『kikUUiki』(キクウイキ)は、日本のロックバンド・サカナクションの4作目のオリジナルアルバム。2010年3月17日にビクターエンタテインメントから発売された。
概要
- 前作『シンシロ』より、約1年ぶりとなるオリジナルアルバム。オリコンでは、初登場3位を獲得した。
- タイトル「kikUUiki」は、海水と淡水が交わる水域「汽水域」に由来する造語「汽空域」から来ており「本来相容れないものが混ざり合うところ」という意味が込められている[4]。
- 初回盤には、ボーナストラックとして「Paradise of Sunny」が収録されている。

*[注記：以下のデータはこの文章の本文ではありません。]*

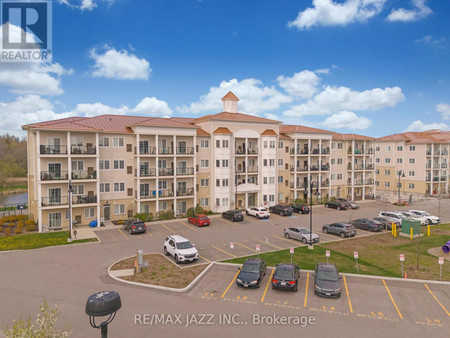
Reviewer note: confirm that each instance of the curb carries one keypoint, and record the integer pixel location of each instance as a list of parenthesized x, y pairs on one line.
[(158, 287)]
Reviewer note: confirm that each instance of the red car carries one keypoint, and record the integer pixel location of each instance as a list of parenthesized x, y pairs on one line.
[(199, 220)]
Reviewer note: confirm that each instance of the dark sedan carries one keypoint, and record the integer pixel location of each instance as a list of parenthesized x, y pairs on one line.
[(326, 280), (135, 227), (300, 208), (282, 210), (251, 273), (286, 277), (336, 205), (367, 224), (233, 215)]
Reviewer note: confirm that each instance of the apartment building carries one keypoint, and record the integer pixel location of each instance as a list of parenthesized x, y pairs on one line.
[(412, 164)]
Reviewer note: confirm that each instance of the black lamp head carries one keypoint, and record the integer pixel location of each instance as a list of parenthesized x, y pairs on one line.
[(103, 303)]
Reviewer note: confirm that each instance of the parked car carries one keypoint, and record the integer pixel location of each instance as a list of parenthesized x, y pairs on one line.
[(430, 218), (282, 210), (340, 229), (199, 220), (326, 280), (135, 226), (414, 217), (258, 212), (300, 208), (336, 205), (251, 273), (387, 222), (180, 248), (233, 215), (302, 234), (286, 277), (367, 224)]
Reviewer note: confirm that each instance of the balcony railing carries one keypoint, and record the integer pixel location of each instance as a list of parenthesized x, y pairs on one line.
[(165, 172), (84, 199), (54, 175), (85, 149), (83, 174), (148, 173), (165, 151), (185, 171), (53, 149), (185, 150), (185, 192), (54, 201)]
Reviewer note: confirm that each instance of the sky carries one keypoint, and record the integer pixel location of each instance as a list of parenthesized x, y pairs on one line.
[(371, 67)]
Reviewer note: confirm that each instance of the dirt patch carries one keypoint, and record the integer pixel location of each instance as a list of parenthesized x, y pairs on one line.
[(161, 271)]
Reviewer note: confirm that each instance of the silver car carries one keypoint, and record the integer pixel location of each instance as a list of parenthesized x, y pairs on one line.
[(301, 234)]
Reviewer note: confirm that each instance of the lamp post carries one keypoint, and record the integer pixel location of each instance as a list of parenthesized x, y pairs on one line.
[(312, 185), (400, 175)]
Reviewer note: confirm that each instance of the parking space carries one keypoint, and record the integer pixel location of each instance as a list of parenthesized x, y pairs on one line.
[(385, 301)]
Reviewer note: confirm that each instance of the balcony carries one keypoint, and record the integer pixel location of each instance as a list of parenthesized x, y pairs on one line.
[(165, 172), (54, 201), (53, 149), (88, 149), (148, 172), (185, 192), (185, 150), (84, 199), (84, 174), (54, 175), (185, 171), (165, 151)]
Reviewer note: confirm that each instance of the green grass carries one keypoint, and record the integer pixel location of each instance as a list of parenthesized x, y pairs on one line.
[(378, 255), (34, 241)]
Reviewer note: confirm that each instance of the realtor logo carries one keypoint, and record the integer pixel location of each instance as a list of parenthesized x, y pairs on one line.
[(26, 31)]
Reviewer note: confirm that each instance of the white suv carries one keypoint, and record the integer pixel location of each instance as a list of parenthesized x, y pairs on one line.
[(430, 218), (258, 212), (180, 248)]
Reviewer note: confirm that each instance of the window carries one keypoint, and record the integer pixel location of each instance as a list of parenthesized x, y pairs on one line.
[(204, 143), (119, 209), (119, 164), (89, 213), (118, 142), (104, 165), (105, 187)]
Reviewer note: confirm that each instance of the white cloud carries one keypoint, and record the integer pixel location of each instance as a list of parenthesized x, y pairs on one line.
[(420, 11), (333, 99), (254, 98), (26, 110), (302, 84), (347, 119), (420, 126), (31, 77), (115, 64), (444, 109), (331, 13)]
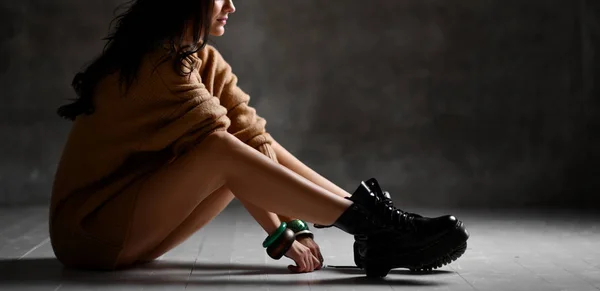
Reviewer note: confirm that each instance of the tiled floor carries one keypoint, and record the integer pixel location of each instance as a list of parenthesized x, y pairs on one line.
[(507, 251)]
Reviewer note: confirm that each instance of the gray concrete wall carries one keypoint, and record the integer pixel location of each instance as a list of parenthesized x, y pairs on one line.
[(468, 103)]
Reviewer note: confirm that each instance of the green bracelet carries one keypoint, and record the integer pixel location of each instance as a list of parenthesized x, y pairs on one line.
[(297, 225), (273, 237)]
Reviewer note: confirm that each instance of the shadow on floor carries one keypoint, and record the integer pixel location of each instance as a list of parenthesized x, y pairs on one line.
[(47, 271)]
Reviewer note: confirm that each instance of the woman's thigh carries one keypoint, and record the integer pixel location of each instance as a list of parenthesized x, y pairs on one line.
[(176, 201), (208, 209)]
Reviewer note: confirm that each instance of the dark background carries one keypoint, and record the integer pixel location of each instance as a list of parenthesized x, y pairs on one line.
[(474, 103)]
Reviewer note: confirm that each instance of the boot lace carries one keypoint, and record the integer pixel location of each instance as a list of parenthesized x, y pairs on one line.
[(402, 220)]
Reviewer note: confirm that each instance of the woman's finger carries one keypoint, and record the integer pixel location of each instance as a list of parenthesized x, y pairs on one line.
[(316, 263)]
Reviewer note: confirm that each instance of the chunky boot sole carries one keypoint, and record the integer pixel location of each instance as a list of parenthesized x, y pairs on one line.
[(382, 258)]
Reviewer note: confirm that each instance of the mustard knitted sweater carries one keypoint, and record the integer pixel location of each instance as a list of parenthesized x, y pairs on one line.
[(161, 116)]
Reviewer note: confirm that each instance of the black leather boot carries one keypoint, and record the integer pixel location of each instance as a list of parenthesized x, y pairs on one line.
[(388, 238)]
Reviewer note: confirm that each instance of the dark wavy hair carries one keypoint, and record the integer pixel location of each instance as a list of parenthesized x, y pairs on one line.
[(141, 28)]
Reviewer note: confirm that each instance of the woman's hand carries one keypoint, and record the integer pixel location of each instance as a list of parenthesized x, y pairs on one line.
[(303, 257)]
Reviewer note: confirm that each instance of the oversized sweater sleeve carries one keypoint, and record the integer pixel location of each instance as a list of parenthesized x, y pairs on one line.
[(246, 124)]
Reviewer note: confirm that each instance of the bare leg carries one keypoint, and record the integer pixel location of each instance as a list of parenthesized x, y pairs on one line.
[(166, 200), (289, 161)]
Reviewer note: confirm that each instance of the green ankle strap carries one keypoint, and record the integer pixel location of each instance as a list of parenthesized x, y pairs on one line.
[(275, 235)]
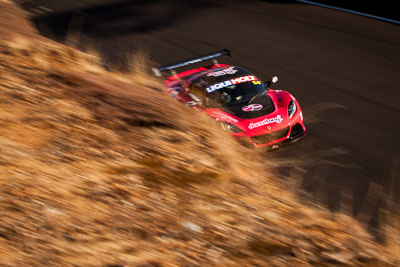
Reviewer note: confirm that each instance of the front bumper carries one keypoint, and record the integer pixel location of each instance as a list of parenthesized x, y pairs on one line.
[(278, 138)]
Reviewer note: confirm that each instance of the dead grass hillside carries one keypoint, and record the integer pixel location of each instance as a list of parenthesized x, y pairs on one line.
[(97, 169)]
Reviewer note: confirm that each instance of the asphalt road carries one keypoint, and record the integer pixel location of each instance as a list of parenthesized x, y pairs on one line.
[(343, 69)]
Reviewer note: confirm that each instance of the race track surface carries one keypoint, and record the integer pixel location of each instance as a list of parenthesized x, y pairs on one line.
[(343, 69)]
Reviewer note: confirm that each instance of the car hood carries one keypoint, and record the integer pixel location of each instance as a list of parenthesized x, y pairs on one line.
[(261, 106)]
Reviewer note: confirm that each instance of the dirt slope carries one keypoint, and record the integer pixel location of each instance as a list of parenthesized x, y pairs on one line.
[(98, 170)]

- リリースに先駆け、2月24日から2月28日の期間限定で、レーベルのサイトにて先行試聴が行われた。タイトルにちなみ、夜と朝が交じり合う「汽空域」な時間として、朝4時から5時30分の間のみ、ランダムに4・5曲の試聴ができた。
- また、3月14日には「サカナクション『kikUUiki』爆音試聴PARTY」と題した試聴会が行われ、Ustreamで生中継された。CMのナレーションには、吉高由里子が起用された。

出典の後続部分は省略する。